Reputation: 1270
I am new to Entity Framework and .NET and am working on building an MVC 4 application. I think I'm a little confused about where my database context instances should be created. In my application, I have several layers: Web, Business, Data Access, Database (these are each separate projects). In the data access layer, I have one class per table. An example I saw shows creating the context inside each method inside the data access layer (I may have misunderstood it). This doesn't seem very practical when updating multiple tables as part of the business logic. It seems the result of creating a new context inside each data access layer method is this error: An entity object cannot be referenced by multiple instances of IEntityChangeTracker
when updating multiple tables.
So is it acceptable to create the context in the business layer method and then pass that to the data access layer methods? Or is there a better way to do it?

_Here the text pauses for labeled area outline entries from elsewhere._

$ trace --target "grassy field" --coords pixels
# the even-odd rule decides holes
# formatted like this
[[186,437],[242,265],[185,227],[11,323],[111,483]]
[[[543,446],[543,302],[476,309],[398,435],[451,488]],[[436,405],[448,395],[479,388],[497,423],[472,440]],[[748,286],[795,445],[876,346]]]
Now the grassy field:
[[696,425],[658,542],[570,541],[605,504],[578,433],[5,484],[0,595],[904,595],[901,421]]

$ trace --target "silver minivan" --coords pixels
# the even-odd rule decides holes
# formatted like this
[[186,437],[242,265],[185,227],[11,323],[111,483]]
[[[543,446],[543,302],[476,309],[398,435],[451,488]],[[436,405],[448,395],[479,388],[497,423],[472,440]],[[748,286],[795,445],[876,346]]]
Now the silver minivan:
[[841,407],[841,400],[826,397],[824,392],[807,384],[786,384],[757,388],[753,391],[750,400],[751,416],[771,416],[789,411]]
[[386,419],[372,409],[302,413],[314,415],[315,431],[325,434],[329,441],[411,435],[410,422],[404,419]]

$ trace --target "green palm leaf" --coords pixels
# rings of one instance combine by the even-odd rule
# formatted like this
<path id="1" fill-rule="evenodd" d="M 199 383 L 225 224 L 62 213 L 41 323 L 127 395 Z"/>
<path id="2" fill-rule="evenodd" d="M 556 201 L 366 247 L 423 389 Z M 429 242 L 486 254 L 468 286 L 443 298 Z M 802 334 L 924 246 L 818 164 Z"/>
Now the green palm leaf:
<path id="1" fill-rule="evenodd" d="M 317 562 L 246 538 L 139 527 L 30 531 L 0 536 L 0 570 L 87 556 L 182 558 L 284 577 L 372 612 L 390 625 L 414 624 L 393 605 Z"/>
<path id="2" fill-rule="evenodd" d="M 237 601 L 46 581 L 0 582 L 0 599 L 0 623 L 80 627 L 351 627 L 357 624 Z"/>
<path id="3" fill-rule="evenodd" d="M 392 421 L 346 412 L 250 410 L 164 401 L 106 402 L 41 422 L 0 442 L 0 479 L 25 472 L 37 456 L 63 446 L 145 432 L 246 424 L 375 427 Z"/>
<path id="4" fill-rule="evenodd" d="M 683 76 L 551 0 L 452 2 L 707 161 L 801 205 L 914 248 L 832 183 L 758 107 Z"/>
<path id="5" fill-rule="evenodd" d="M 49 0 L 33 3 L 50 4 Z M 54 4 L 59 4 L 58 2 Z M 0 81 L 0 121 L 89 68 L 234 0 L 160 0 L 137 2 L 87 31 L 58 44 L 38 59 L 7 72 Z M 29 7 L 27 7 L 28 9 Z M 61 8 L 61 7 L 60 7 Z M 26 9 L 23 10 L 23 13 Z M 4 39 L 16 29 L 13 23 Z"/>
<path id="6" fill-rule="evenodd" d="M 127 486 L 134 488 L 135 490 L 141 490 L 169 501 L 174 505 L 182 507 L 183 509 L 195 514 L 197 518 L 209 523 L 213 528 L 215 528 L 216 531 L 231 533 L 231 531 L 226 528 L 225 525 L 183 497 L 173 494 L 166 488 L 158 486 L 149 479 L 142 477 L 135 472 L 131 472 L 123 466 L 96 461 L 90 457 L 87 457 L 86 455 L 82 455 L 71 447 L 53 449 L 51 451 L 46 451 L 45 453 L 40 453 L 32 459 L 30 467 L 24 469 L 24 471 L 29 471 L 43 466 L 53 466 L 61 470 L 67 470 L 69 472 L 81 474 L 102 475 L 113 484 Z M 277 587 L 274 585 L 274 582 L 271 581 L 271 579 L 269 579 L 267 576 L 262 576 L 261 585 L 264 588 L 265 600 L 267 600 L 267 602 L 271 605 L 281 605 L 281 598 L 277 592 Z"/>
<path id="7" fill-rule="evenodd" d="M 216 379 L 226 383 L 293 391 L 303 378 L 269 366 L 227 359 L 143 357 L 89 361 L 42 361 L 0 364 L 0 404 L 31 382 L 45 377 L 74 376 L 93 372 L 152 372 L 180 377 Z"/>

Something like this where the context comes from the business layer:
public User RetrieveUserById(int id, MyDbContext ctx)
{
User findUser = ctx.Users.Find(id);
return findUser;
}
instead of creating the context inside the data access layer method:
public User RetrieveUserById(int id)
{
var ctx = new MyDbContext();
User findUser = ctx.Users.Find(id);
return findUser;
}
I appreciate the help!
Upvotes: 3
Views: 7035
Reputation: 5168
Data access layer. Create a "Unit of work" class which exists in the data layer together with the DbContext. Try searching for "Asp.net unit of work pattern".
Basically, it is a central place to bring together multiple repositories/tables, so that you can act on multiple repositories without disposing your context. You don't have to use it exactly as shown. You can modify it to fit your needs.